3 rounds for time of:
7 bar muscle-ups
205-lb. squat clean and jerks, 7 reps

Gymnastics Positions

Watch the video above and you’ll notice that the athlete, Dave Durante, keeps his legs straight and his body long throughout the entire movement.  Even as he moves into the kip his knees remain straight and you can see him move from superman to hollow identically each rep.

Gymnastics begins with positions.  What are the positions we need to get into?  In today’s case, it’s superman and hollow hold.  The next step is developing the ability to get into these positions quickly, and for most of us this is where things begin to fall apart.  When we perform hollow holds and supermans on the floor everyone’s legs are straight, bellies are tight and arms are extended, but when we take these positions to the pull-up bar and perform a kipping pull-up what happens?  Often the legs bend, bellies are over-extended and arms begin to pull too early.  We anticipate the end-goal and we bypass everything in-between.  If we’re strong enough, it works but it keeps us from ever reaching our true potential.
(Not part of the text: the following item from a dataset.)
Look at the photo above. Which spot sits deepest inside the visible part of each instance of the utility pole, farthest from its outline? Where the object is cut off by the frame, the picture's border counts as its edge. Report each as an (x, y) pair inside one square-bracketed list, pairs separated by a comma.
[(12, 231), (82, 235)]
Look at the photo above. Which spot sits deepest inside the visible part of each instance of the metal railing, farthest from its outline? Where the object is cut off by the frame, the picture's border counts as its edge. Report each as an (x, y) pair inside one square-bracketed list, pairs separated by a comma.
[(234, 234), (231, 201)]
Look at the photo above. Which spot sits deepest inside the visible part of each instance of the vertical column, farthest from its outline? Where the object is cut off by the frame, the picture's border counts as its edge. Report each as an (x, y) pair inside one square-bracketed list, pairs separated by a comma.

Drilling these positions is not just to look like we know what we are doing.  They are the foundation on which the gymnastics movements rest.  If you can do a chest-to-bar pullup and a dip, you are strong enough to do a muscle-up, ring or bar.  What is lacking for most is the ability to stick to the correct positions once you add the intensity of performing the complete movement.  When things begin falling apart, start over with the basics:  what positions do you need to hit and how do you get from one to the other quickly?  Until the correct positions become your natural movement pattern you will continue to struggle with the basic gymnastics movements, so put in the work now and you will welcome WODs like these later.